For the volatile qualifier in C and we can say that volatile is a keyword, so what is the meaning of "qualifier"?
A qualifier adds an extra "quality", such as specifying volatility or constness of a variable. They're similar to adjectives: "a fickle man", "a volatile int", "an incorruptible lady", "a const double". With or without a qualifier, the variable itself still occupies the same amount of memory, and each bit has the same interpretation or contribution to the state/value. Qualifiers just specify something about how it may be accessed or where it is stored.
keywords are predefined reserved identifiers (arguably, see below) that the language itself assigns some meaning to, rather than leaving free for you to use for your own purposes (i.e. naming your variables, types, namespaces, functions...).
Examples
volatile and const are both qualifiers and keywords
if, class, namespace are keywords but not qualifiers
std, main, iostream, x, my_counter are all identifiers but neither keywords nor qualifiers
There's a full list of keywords at http://www.cppreference.com/wiki/keywords/start. C++ doesn't currently have any qualifiers that aren't keywords (i.e. they're all "words" rather than some punctuation symbols).
Where do qualifiers appear relative to other type information?
A quick aside from "what does qualifier mean" into the syntax of using a qualifier - as Zaibis comments below:
...[qualifiers] only qualify what follows [when] there is nothing preceding. so if you want a const pointer to non-const object you had to write char * const var...
A bit (lot?) about identifiers
identifiers themselves are lexical tokens (distinct parts of the C++ source code) that:
begin with a alpha/letter character or underscore
continue with 0 or more alphanumerics or underscores
If it helps, you can think of identifiers as specified by the regexp "[A-Za-z_][A-Za-z_0-9]*". Examples are "egg", "string", "__f", "x0" but not "4e4" (a double literal), "0x0a" (that's a hex literal), "(f)" (that's three lexical tokens, the middle being the identifier "f").
But are keywords identifiers?
For C++, the terminology isn't used consistently.

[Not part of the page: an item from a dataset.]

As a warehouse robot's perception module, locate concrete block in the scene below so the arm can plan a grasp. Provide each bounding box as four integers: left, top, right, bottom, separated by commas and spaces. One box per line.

In general computing usage, keywords are a subset of identifiers, and some places/uses in the C++11 Standard clearly reflect that:
"The identifiers shown in Table 4 are reserved for use as keywords" (first sentence in 2.12 Keywords)

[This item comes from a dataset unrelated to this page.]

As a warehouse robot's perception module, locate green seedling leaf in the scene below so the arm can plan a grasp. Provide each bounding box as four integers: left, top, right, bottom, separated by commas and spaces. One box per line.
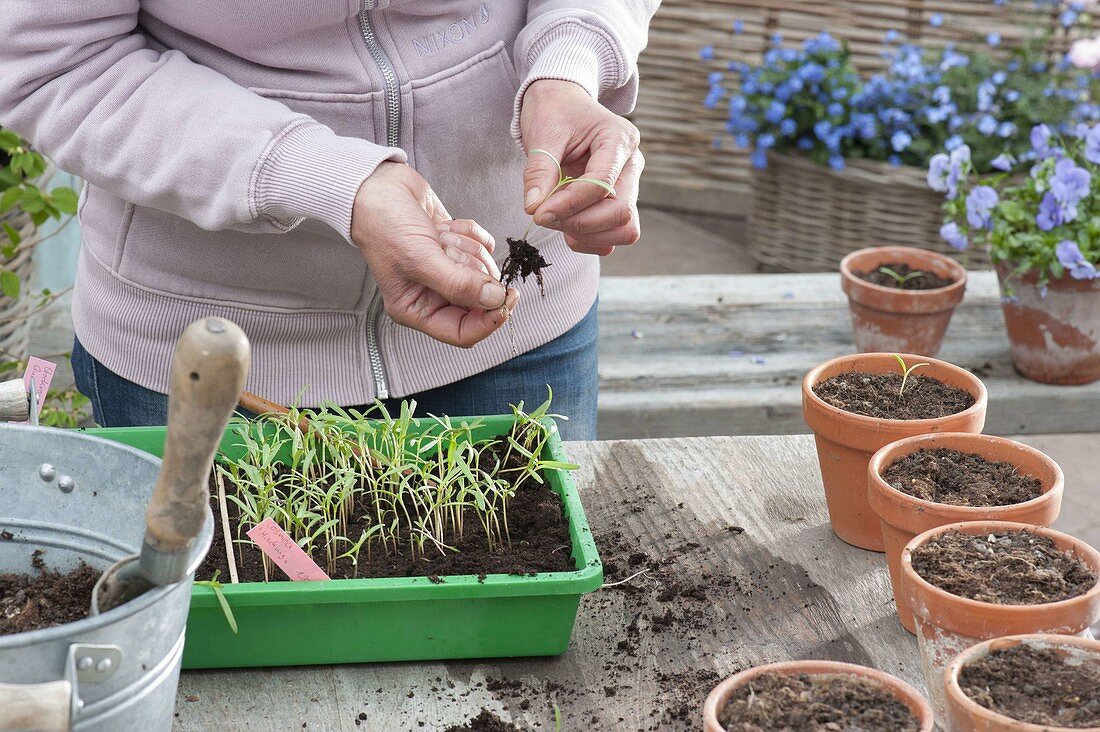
877, 266, 923, 285
194, 571, 238, 634
893, 354, 930, 396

"Identifiers that are keywords or operators in C++..." (from 17.6.1.2 footnote 7)
(There are alternative forms of some operators - not, and, xor, or - though annoyingly Visual C++ disables them by default to avoid breaking old code that used them but not as operators.)
As Potatoswatter points out in a comment, in many other places the Standard defines lexical tokens identifier and keyword as mutually exclusive tokens in the Grammar:
"There are five kinds of tokens: identifiers, keywords, ..." (2.7 Tokens)

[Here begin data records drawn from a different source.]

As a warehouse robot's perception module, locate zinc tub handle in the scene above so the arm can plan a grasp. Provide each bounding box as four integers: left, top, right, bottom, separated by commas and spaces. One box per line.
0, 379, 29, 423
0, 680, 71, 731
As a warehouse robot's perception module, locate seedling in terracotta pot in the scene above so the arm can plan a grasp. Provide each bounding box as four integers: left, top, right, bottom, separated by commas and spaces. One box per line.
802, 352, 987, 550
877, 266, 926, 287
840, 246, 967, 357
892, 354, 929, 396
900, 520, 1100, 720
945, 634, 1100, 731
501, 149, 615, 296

There's also an edge case where the determination's context sensitive:
If a keyword (2.12) or an alternative token (2.6) that satisfies the syntactic requirements of an identifier (2.11) is contained in an attribute-token, it is considered an identifier. (7.6.1. Attribute Syntax and Semantics 2)
Non-keyword identifiers you still shouldn't use
Some identifiers, like "std" or "string", have a specific usage specified in the C++ Standard - they are not keywords though. Generally, the compiler itself doesn't treat them any differently to your own code, and if you don't include any Standard-specified headers then the compiler probably won't even know about the Standard-mandated use of "std". You might be able to create your own function, variable or type called "std". Not a good idea though... while it's nice to understand the general division between keywords and the Standard library, implementations have freedom to blur the boundaries so you should just assume C++ features work when relevant headers are included and your usage matches documentation, and not do anything that might conflict.